While waiting on God to decide their fate, the men take their ‘likeness’ sitting in front of a future nailed to a sky that soon enough will get shot out. They pose in a chair before a painted Virginia backdrop, the background they’ll get killed to but they don’t know it yet, so they sit very still. This is the first and last picture they’ll ever make that looks like their face so better get it right for the folks back home. For all they knew it might survive generations so come in closer now, see him before he’s eating rats and blood-stained crackers off dead comrades teeming with maggots. He’s already there while he sits in front of the camera and time ticks down, so he’s already watching the trail of dust in a line straight up to the sky, and it’s a different sound on the ground coming now, watching the wildlife show signs the Yankees are on their way, they’re about 6 hours out, then it’s only a matter of time until the next man stumbles up, eats a cracker off your dead body so hurry up now y’all don’t want to miss the expression on the chap in front of you in that backdrop, and so it went.
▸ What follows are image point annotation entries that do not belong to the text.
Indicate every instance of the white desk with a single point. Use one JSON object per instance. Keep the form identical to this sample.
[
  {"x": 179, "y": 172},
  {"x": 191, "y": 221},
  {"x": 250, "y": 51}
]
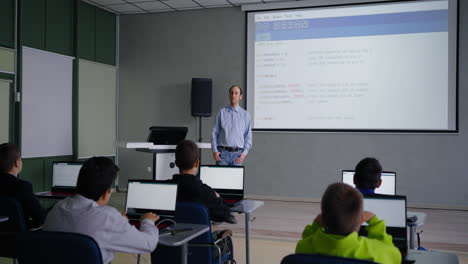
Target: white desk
[
  {"x": 420, "y": 218},
  {"x": 433, "y": 257},
  {"x": 182, "y": 239},
  {"x": 163, "y": 155},
  {"x": 247, "y": 207}
]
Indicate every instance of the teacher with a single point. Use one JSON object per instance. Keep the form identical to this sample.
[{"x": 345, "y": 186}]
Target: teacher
[{"x": 231, "y": 138}]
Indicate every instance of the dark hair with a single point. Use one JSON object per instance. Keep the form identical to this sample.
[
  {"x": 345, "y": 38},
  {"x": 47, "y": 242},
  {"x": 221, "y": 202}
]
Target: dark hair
[
  {"x": 9, "y": 153},
  {"x": 367, "y": 173},
  {"x": 96, "y": 176},
  {"x": 232, "y": 87},
  {"x": 341, "y": 209},
  {"x": 186, "y": 154}
]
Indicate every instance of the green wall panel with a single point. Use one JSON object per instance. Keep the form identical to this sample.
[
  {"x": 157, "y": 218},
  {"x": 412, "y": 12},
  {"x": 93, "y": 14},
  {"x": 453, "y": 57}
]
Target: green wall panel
[
  {"x": 105, "y": 37},
  {"x": 7, "y": 60},
  {"x": 59, "y": 26},
  {"x": 5, "y": 96},
  {"x": 33, "y": 171},
  {"x": 86, "y": 42},
  {"x": 33, "y": 26},
  {"x": 7, "y": 23}
]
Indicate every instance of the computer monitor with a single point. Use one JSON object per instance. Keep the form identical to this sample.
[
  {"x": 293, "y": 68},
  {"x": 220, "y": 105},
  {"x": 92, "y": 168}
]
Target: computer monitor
[
  {"x": 388, "y": 181},
  {"x": 167, "y": 135},
  {"x": 145, "y": 196},
  {"x": 392, "y": 209},
  {"x": 65, "y": 176},
  {"x": 228, "y": 181}
]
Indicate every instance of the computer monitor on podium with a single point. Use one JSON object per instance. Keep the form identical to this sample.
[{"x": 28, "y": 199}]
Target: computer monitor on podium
[{"x": 167, "y": 135}]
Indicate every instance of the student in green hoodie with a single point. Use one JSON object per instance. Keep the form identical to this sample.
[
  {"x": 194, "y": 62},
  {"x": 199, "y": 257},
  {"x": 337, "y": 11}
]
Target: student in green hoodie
[{"x": 335, "y": 231}]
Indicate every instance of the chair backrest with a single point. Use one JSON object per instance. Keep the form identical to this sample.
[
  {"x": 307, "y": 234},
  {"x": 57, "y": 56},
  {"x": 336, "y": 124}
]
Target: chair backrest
[
  {"x": 321, "y": 259},
  {"x": 57, "y": 248},
  {"x": 11, "y": 208}
]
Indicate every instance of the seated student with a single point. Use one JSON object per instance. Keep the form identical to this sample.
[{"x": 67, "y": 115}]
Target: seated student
[
  {"x": 87, "y": 213},
  {"x": 10, "y": 186},
  {"x": 335, "y": 231},
  {"x": 367, "y": 175},
  {"x": 192, "y": 189}
]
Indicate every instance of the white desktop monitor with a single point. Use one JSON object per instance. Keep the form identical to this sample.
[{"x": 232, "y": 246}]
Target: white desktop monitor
[
  {"x": 151, "y": 196},
  {"x": 223, "y": 177},
  {"x": 65, "y": 174},
  {"x": 391, "y": 208},
  {"x": 388, "y": 181}
]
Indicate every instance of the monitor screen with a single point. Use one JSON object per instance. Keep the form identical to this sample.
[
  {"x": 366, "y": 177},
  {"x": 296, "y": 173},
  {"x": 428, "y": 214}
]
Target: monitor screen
[
  {"x": 388, "y": 181},
  {"x": 392, "y": 209},
  {"x": 223, "y": 177},
  {"x": 151, "y": 196},
  {"x": 65, "y": 174}
]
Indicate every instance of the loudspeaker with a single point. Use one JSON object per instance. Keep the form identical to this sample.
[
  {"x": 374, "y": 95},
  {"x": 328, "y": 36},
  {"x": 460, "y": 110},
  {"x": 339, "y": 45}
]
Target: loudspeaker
[{"x": 201, "y": 96}]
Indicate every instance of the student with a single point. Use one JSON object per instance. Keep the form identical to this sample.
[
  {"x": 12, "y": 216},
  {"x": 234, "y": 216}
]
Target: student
[
  {"x": 335, "y": 231},
  {"x": 192, "y": 189},
  {"x": 87, "y": 213},
  {"x": 367, "y": 175},
  {"x": 10, "y": 186}
]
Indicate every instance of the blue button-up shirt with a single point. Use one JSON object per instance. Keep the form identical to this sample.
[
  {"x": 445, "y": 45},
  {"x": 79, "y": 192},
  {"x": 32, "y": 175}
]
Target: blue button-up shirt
[{"x": 232, "y": 129}]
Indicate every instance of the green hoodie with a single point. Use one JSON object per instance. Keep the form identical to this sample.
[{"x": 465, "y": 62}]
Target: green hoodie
[{"x": 377, "y": 247}]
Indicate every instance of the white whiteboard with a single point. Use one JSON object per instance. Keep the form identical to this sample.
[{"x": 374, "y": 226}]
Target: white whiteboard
[{"x": 46, "y": 108}]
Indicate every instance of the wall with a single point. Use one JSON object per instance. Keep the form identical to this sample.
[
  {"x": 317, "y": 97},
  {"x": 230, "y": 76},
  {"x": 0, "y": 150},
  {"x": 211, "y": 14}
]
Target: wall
[
  {"x": 161, "y": 52},
  {"x": 59, "y": 26}
]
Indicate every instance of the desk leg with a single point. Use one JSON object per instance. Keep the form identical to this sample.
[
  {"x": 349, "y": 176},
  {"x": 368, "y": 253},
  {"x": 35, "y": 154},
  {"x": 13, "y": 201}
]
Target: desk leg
[
  {"x": 412, "y": 235},
  {"x": 247, "y": 239},
  {"x": 184, "y": 253}
]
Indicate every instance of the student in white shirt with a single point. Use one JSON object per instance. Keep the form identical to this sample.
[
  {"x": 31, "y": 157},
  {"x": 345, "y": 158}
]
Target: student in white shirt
[{"x": 87, "y": 213}]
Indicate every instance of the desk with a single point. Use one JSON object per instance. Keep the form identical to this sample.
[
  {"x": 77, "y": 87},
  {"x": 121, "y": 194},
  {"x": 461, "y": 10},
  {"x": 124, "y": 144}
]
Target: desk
[
  {"x": 421, "y": 217},
  {"x": 433, "y": 257},
  {"x": 164, "y": 155},
  {"x": 246, "y": 207},
  {"x": 182, "y": 239}
]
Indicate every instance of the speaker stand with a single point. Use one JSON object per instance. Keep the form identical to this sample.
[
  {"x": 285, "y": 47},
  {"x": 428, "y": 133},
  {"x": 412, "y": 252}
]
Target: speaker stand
[{"x": 199, "y": 130}]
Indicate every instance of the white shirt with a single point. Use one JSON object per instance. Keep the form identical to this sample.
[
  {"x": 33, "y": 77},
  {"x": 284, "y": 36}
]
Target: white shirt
[{"x": 105, "y": 224}]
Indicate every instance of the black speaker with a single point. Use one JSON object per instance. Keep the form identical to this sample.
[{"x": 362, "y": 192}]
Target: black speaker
[{"x": 201, "y": 96}]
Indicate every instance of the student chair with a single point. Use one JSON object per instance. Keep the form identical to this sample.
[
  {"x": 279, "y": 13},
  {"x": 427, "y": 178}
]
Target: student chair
[
  {"x": 12, "y": 210},
  {"x": 57, "y": 248},
  {"x": 321, "y": 259},
  {"x": 200, "y": 249}
]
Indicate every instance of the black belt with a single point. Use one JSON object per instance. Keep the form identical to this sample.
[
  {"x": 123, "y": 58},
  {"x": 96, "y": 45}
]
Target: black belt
[{"x": 230, "y": 149}]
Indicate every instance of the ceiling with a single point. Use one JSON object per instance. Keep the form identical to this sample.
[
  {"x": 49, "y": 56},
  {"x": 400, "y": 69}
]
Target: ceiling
[{"x": 149, "y": 6}]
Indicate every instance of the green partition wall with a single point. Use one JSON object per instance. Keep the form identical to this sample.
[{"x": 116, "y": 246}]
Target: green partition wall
[
  {"x": 96, "y": 109},
  {"x": 5, "y": 97}
]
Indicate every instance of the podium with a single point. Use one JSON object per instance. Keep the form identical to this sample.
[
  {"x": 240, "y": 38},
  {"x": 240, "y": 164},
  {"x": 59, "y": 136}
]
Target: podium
[{"x": 163, "y": 157}]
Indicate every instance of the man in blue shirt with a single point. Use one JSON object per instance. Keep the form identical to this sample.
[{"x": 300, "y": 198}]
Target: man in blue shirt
[
  {"x": 367, "y": 175},
  {"x": 231, "y": 138}
]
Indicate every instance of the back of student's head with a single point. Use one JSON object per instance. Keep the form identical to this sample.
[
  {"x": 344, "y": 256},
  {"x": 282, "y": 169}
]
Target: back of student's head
[
  {"x": 96, "y": 177},
  {"x": 341, "y": 209},
  {"x": 187, "y": 153},
  {"x": 368, "y": 173},
  {"x": 9, "y": 153}
]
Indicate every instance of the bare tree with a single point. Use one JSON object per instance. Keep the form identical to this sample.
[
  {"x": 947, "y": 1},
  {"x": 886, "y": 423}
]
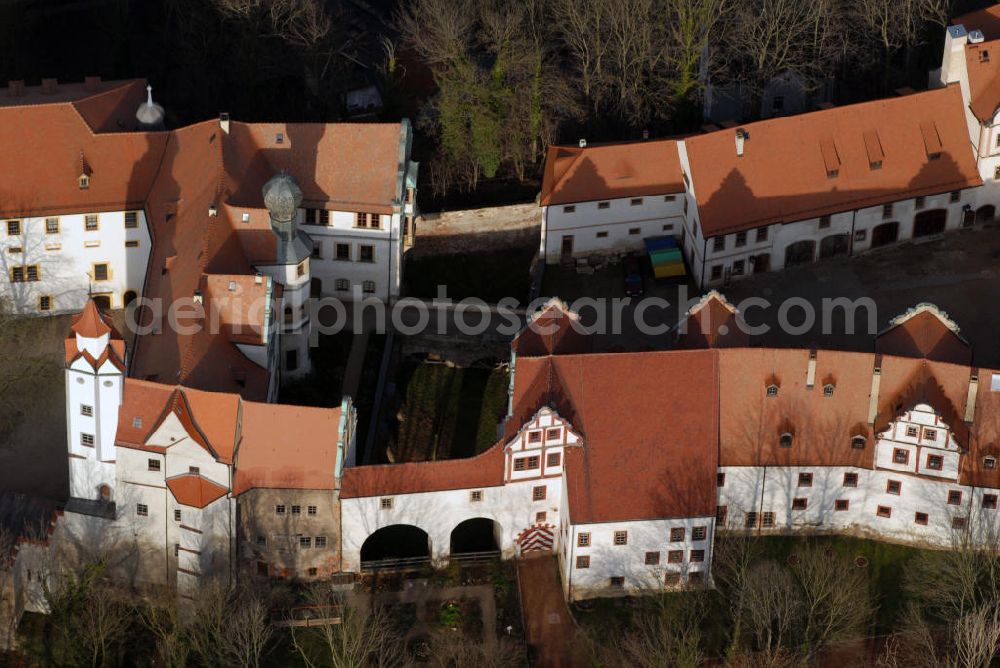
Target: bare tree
[
  {"x": 362, "y": 638},
  {"x": 836, "y": 603}
]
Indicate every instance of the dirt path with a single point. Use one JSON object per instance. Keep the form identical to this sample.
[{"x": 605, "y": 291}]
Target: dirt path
[{"x": 548, "y": 626}]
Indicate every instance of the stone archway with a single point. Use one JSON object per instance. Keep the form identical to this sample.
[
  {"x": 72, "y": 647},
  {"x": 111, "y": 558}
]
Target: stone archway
[
  {"x": 396, "y": 543},
  {"x": 800, "y": 252},
  {"x": 475, "y": 535}
]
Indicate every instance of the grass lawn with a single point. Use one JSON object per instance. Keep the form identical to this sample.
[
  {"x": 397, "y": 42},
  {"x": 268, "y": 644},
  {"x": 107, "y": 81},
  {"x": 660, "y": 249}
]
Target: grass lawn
[
  {"x": 490, "y": 276},
  {"x": 447, "y": 412}
]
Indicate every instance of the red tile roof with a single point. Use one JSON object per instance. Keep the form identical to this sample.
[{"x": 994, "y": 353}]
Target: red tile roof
[
  {"x": 782, "y": 176},
  {"x": 287, "y": 447},
  {"x": 92, "y": 324},
  {"x": 195, "y": 491},
  {"x": 553, "y": 330},
  {"x": 649, "y": 426},
  {"x": 211, "y": 419},
  {"x": 610, "y": 171},
  {"x": 926, "y": 332}
]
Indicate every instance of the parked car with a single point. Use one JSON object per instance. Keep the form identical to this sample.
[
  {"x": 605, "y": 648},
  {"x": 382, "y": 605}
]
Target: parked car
[{"x": 634, "y": 284}]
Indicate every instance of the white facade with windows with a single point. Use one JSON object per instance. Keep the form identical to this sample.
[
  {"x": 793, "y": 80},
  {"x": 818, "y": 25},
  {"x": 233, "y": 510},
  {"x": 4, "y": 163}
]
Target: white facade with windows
[{"x": 53, "y": 263}]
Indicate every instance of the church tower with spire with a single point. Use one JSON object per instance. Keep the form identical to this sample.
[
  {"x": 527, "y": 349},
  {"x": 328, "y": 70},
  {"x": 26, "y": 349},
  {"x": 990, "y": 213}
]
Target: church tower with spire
[
  {"x": 95, "y": 374},
  {"x": 283, "y": 197}
]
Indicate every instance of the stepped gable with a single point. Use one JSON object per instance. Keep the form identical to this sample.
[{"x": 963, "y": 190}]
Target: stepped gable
[
  {"x": 711, "y": 323},
  {"x": 927, "y": 332}
]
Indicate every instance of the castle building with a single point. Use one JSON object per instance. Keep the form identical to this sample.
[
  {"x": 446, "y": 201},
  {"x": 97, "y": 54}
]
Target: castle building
[
  {"x": 173, "y": 485},
  {"x": 223, "y": 227},
  {"x": 791, "y": 190}
]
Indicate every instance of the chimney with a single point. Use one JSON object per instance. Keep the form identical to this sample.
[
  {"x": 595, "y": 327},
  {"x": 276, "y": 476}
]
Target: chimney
[
  {"x": 953, "y": 58},
  {"x": 741, "y": 137}
]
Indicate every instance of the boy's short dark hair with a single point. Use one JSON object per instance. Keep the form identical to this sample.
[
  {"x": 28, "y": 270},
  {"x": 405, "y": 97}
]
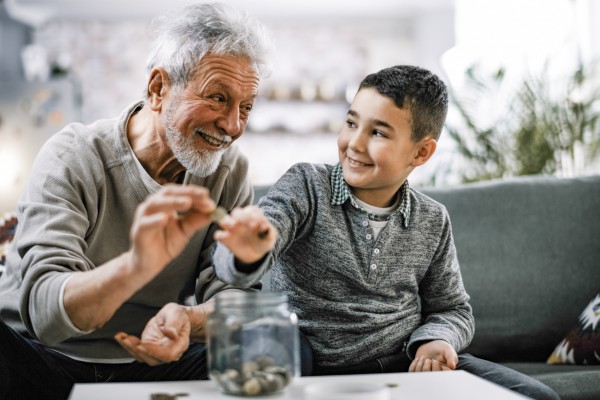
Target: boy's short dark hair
[{"x": 418, "y": 90}]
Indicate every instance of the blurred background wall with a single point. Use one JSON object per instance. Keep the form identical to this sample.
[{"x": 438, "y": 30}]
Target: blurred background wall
[{"x": 67, "y": 60}]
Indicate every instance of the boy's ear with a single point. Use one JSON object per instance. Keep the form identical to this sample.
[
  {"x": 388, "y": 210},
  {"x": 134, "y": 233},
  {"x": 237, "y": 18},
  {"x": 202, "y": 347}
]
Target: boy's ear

The backdrop: make it pastoral, a land to look forward to returning to, to mail the likeness back to a farm or plantation in just such woods and skies, something to aspire to when this is all over, a sailboat atop a North Carolina lake under a cerulean sky too good to be true which was the color they’d hoped for all along in the childhoods of these final likenesses of so many soon to be corpses laying in the sideways light that Mathew Brady may or may not get on film later. For now, the men move toward or away from the camera without more reference than themselves but a distant fence and some brush to crouch behind. Faces as composites of other things before edges of the world slip off and his reflection is no longer there, can no longer walk up to meet him. We’re ready for your close-up.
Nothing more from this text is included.